MyFitnessPal, czyli absolutny gigant na rynku aplikacji do liczenia kalorii, wypadł najgorzej. Mimo że ma obszerną bazę produktów, społeczność, ćwiczenia i zaawansowane funkcje dietetyczne, to dwóch rzeczy nie możemy przepuścić. Liczenie tylko kalorii, bez sumowania makro w posiłkach – bezpłatna wersja bezpłatną wersją… ale MyFitnessPal powstało z myślą o osobach aktywnych, dla których makro posiłków jest z założenia bardzo istotne. Druga sprawa, to przedstawianie się jako aplikacja zdrowotna, a planowanie głodówkowych diet. Aplikacja ma z tym ten sam problem co konkurencja, ale konkurencja nie twierdzi wprost, że jest czymś innym niż dziennikiem żywieniowym. Subiektywnie nie przypadł nam do gustu interfejs – łatwo się pogubić – ale wielu osobom się podoba.

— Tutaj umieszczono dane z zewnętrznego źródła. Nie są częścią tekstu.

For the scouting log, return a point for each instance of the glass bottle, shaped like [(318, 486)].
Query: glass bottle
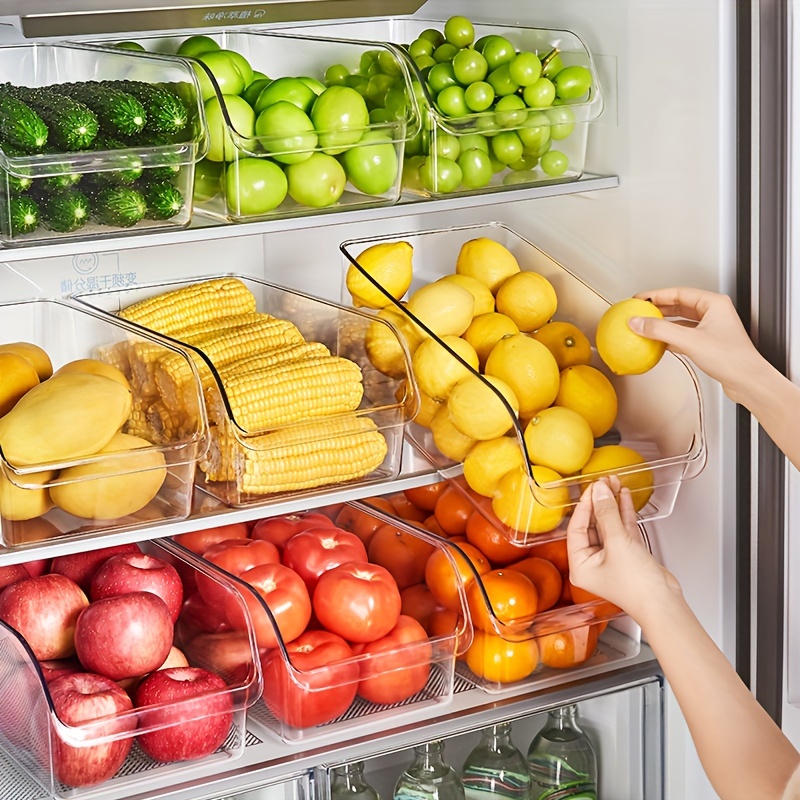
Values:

Powyższe aplikacje do liczenia kalorii – Fitatu, Yazio, MyFitnessPal i FatSecret – to najwięksi giganci na rynku narzędzi dietetycznych. Którą wybrać? Najlepiej ściągnąć każdą, potestować chwilę i zdecydować, jaka szczególnie przypadła Ci do gustu. Warto zastanowić się nad zakupem wersji Premium (wypatruj promocji), bo to naprawdę przekłada się na wrażenia i możliwości aplikacji.
Do czego Ci takie aplikacje? Liczenie kalorii, optymalny bilans makroskładników, motywacja, zwiększenie żywieniowej świadomości – to się przyda! Pamiętaj tylko, że aplikacja do liczenia kalorii nie zastąpi profesjonalnego dietetyka i indywidualnie dostosowanego jadłospisu. To wciąż tylko algorytm – a algorytmy często się mylą.